One could argue that, because chavismo has been at the forefront of Venezuelan policy for the last 17 years and that Maduro only won the presidency after Chavez died, the election results were more of a rebuke of the Maduro presidency than a rejection of chavismo. It could be possible that Venezuelans aren’t rejecting labor unions, literacy programs, and other social programming, but rejecting high inflation and basic goods shortages.

If the President and his allies are unable to make progress on the country’s economic woes, then Maduro is unlikely to win a reelection bid in 2018, let alone survive a referendum. But if they are able to get back to the roots of chavismo and make progress on hyperinflation (which is impoverishing people) and the massive difference in value between the rate of official bolívar and black market rate (which is dividing the society between those who have access to dollars and those who do not), then there is hope.

If the MUD attempts to reverse the social programs of chavismo too quickly, it could weaken its own support as well. Many in Venezuela argue that the MUD has heterogeneous ideological composition, which made the party unable to put together a policy agenda, forcing them to rely on the troubled economy and the PSUV-led political crackdown, performed by a non-independent judiciary. Polls have shown that the majority of the country (about the same amount as the margin by which the MUD won on December 6th,   -i.e.56 % against 40 %) supports the social missions which are chavismo’s key social policy instruments: raising the minimum wage, stabilizing food prices, and guarantying basic social services.

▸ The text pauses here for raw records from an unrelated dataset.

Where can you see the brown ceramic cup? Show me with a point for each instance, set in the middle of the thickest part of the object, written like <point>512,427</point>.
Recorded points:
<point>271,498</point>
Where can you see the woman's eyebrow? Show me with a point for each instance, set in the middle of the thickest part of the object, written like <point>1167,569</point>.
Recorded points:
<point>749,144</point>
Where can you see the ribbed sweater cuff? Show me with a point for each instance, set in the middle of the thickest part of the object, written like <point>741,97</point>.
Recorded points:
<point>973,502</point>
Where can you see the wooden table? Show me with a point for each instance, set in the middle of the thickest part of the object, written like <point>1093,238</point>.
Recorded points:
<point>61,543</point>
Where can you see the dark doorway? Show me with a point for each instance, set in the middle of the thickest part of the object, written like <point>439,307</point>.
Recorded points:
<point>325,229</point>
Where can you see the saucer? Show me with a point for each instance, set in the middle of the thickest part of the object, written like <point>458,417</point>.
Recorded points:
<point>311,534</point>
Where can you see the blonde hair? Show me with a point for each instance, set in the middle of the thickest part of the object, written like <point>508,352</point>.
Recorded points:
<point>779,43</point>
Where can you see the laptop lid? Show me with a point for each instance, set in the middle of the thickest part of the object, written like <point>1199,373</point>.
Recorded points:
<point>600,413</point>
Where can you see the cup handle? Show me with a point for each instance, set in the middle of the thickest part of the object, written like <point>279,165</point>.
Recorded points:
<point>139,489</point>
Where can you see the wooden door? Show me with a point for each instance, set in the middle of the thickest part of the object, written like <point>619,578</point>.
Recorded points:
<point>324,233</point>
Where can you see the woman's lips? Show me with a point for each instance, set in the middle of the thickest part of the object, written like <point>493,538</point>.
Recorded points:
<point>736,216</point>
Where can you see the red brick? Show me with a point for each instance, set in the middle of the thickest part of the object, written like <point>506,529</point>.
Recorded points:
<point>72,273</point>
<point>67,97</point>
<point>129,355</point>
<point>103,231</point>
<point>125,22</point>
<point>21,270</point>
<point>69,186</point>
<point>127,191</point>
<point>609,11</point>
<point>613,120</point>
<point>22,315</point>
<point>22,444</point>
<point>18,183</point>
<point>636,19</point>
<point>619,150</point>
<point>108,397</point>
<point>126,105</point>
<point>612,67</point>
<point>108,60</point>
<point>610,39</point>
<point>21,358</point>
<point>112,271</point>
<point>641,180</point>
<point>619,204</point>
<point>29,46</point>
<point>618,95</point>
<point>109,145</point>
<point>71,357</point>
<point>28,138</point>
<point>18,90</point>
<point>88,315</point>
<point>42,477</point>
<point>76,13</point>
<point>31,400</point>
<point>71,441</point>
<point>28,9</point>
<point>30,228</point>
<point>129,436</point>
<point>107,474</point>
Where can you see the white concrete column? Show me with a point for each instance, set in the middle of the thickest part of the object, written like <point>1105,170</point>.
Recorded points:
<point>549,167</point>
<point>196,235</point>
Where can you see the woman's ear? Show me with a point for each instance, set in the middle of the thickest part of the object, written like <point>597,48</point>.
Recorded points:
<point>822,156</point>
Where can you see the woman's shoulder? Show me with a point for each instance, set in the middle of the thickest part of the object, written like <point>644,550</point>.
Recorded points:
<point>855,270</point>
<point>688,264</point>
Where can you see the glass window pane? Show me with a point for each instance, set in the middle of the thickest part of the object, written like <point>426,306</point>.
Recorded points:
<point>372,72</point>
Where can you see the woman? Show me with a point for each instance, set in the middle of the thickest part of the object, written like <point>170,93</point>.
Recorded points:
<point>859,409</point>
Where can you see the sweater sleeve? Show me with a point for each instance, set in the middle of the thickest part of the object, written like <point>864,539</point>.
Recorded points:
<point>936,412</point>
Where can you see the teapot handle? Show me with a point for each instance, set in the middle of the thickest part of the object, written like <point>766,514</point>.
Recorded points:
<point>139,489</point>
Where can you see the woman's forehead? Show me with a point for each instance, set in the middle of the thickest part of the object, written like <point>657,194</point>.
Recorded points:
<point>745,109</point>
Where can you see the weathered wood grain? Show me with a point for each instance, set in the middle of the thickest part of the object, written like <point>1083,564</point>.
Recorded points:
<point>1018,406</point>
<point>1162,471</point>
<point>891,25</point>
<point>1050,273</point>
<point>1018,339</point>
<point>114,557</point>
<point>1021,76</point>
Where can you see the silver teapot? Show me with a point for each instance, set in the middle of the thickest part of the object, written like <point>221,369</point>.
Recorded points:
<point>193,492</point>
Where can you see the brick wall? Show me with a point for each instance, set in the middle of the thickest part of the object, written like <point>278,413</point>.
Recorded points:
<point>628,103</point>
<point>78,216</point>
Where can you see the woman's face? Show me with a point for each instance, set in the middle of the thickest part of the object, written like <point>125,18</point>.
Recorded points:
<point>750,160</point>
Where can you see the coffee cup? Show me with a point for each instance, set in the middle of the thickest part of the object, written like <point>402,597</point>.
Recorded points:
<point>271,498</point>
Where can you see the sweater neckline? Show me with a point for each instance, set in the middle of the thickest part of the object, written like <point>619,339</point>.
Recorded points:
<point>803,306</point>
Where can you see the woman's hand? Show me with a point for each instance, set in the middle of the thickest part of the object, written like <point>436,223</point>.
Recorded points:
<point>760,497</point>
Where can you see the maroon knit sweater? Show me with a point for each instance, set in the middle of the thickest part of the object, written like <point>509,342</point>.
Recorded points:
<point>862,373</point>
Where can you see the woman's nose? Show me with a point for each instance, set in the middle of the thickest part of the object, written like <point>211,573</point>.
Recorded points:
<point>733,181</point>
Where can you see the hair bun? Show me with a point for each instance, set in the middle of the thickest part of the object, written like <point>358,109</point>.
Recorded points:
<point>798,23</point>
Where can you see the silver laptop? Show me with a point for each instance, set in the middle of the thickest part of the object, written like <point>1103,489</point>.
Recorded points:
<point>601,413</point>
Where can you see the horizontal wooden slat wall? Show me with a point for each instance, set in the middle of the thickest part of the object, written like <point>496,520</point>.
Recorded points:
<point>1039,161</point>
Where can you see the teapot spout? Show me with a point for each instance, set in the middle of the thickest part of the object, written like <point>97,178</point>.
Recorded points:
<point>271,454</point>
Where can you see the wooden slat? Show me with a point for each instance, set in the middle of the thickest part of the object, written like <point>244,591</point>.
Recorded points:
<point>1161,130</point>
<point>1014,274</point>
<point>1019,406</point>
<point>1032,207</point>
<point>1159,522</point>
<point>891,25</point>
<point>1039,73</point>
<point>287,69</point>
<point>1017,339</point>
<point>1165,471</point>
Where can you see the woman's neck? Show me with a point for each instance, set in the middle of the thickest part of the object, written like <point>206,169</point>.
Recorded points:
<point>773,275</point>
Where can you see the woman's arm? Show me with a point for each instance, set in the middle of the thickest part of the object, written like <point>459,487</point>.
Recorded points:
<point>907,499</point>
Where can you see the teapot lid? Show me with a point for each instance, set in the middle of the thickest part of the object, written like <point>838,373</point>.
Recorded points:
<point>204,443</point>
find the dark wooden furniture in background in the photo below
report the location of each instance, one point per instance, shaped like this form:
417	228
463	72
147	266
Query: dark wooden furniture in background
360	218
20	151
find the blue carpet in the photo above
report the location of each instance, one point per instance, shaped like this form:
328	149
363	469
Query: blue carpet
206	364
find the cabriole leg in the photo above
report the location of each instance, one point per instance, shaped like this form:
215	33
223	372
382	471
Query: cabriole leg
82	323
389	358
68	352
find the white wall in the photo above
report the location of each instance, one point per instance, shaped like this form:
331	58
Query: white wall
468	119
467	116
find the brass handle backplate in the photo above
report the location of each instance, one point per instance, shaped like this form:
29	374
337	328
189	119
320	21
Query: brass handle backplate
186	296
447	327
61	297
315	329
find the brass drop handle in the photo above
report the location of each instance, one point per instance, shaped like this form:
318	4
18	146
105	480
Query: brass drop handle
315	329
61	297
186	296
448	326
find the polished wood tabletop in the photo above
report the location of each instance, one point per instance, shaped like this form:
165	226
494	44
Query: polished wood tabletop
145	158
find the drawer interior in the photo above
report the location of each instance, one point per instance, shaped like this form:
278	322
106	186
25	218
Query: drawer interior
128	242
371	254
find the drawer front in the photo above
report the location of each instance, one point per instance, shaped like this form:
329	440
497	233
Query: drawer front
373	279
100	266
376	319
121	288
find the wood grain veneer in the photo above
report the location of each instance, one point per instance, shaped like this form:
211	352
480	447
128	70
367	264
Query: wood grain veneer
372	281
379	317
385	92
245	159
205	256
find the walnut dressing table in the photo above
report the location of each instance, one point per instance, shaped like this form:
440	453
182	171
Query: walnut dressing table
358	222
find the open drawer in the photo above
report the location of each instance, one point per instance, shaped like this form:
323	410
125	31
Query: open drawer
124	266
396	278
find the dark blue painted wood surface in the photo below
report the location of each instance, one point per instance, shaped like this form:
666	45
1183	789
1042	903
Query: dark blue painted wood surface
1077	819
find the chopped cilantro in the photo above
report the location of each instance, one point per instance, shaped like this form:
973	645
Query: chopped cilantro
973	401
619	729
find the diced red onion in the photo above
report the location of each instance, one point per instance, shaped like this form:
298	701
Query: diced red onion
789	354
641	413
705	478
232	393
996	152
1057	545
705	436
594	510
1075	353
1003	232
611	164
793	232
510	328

This highlights that Venezuelans do not believe in solely relying on the market, but are reacting to a catastrophic economic situation and desperately want to see some improvements. Venezuelans have rejected neoliberalism before, and surely they will do so again. For 17 years, in the face of both adversity and prosperity, they have shown that they want a country that provides for the many, not just for the few. But chavismo is running out of time and much will depend on how Maduro deals with the unprecedented situation of having a parliament fully controlled by the opposition and a struggling economy. “The bad guys have won”, he said, after conceding defeat. The “good guys” now have a last chance to prove that, by bringing back prosperity and social justice to all people, the left isn’t dead yet in Venezuela.